Its a beautiful tree, quite rounded in its canopy outline but with whitish trunks above the roughened and darkened lower bole, the white areas of the trunks fairly well peppered with lines of black diamonds surrounding the vertical lenticels, and with furry white hairs completely covering the shoots, buds and undersurface of the leaves of the current growth, with some white remnants of the fur on the top surfaces of the leaves as well. The underside of the new leaves is SO soft - like Monty's ears, only possibly even softer!!! The whole impression is completely un-black poplar like, and quite a surprise. The bilateral flattening of petioles is only clear on previous year's leaves, and can't be said to be at all obvious on the soft lax petioles of what I think are this year's leaves, if the growth rings can be relied upon. The tree is said by Mitchell to lean, and to have its greatest canopy width nearest the top, but neither of these features was clear in these specimens. I did see suckers, regarded as commonly formed, particularly commonly on sandy soils (Mitchell).



On this tree the leaf blades appear to be about 5 cm long and wide, rounded, with almost aspen-like teeth on the leaves well under the main canopy, the ones that I can easily reach, or sometimes more-or-less five-lobed. Small arrow-head stipules, buds not well developed yet,  in August. If Mitchell is right about the dimensions, the small size of the leaves helps to confirm this tree as P. alba, as opposed to P. x canescens, the hybrid with P. tremula, the aspen.



The white poplar was introduced into England from Central and Southern Europe or Asia at an early but unknown date. The trees should have a yellow autumn colour (there is a cv. Richardii, which is generally yellow throughout year). I'll plan to return in autumn to see this colour, and again in spring to examine the catkins and find out whether this is a male or female tree - male trees are very rare according to BSBI.

The tree suckers well in some situations in Britain and Europe, and this is a potential nuisance in gardens, but an advantage in coastal areas (it is salt resistant) where it is sometimes used to help stabilise shifting dunes. The tree has also been introduced into America since 1748, where it is said to be a bit of an invasive problem due to its suckers and it has actually been banned in Connecticut.
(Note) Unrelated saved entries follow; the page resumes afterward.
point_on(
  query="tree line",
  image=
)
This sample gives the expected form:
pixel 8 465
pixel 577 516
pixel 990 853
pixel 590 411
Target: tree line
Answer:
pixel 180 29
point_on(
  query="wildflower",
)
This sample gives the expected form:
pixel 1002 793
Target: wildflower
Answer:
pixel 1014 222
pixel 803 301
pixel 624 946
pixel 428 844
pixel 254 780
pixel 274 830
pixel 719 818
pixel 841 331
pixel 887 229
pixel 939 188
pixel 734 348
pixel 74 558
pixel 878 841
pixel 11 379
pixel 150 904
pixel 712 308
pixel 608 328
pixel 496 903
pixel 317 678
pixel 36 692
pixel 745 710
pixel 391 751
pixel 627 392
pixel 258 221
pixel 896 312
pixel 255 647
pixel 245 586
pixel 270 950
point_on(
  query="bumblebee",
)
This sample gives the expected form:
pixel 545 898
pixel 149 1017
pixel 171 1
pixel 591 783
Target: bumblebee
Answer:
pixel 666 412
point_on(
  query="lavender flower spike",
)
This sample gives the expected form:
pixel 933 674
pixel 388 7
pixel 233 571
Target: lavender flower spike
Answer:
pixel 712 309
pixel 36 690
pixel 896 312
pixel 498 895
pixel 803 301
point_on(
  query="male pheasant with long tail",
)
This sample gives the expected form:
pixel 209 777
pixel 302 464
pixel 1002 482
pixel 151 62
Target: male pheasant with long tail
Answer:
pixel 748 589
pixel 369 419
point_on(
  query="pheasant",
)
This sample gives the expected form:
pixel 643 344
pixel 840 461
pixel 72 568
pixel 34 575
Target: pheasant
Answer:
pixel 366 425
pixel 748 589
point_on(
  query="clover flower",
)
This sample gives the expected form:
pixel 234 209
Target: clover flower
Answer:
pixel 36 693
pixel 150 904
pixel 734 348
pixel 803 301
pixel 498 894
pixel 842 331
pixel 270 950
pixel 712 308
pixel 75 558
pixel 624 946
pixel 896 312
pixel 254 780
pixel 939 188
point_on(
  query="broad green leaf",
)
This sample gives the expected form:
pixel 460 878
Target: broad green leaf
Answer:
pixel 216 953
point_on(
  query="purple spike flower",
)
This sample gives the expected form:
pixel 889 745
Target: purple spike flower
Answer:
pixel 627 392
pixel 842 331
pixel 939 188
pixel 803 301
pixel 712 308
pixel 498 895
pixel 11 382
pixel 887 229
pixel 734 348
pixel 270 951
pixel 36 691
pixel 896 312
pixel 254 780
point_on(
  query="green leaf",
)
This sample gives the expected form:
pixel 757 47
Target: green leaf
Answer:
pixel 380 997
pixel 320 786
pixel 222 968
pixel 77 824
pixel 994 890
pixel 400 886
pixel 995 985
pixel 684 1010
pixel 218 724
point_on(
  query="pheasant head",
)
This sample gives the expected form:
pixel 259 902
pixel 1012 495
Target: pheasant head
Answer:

Luckily it does not seed heavily there (there are few males) and this limits its overall invasive potential.



Its said to be a tree that tends to lean, and this can be seen in these rather less beautiful specimens a little bit further over in the sports ground, which show rather less white, and seem to have grown very little this year. I still think they are P. alba, and not P. x canescens.

There is also a pyrimidal form (pyrimidalis according to Mitchell, syn Bolleana), known as Bolle's poplar syn pyrimidalis according to the Collins guide, which is a selection from wild trees in Turkmenistan, and found in some collections.

The Abele tree is dedicated to Hercules in memory of his victory over the monster Cacus (the site of the conflict was the Aventine hill, one of the 7 hills where Rome was built, said to be covered with white poplars at the time) and garlands of white poplar were traditionally used as victory wreaths.



These are the lenticals forming on a young shoot, soon to be surrounded by black diamonds of raised bark on older trunks. Visible from the ground as lines or necklaces of black diamond shapes on the light grey bark high in the tree above the black roughened boles, they are distinctive features of the tree.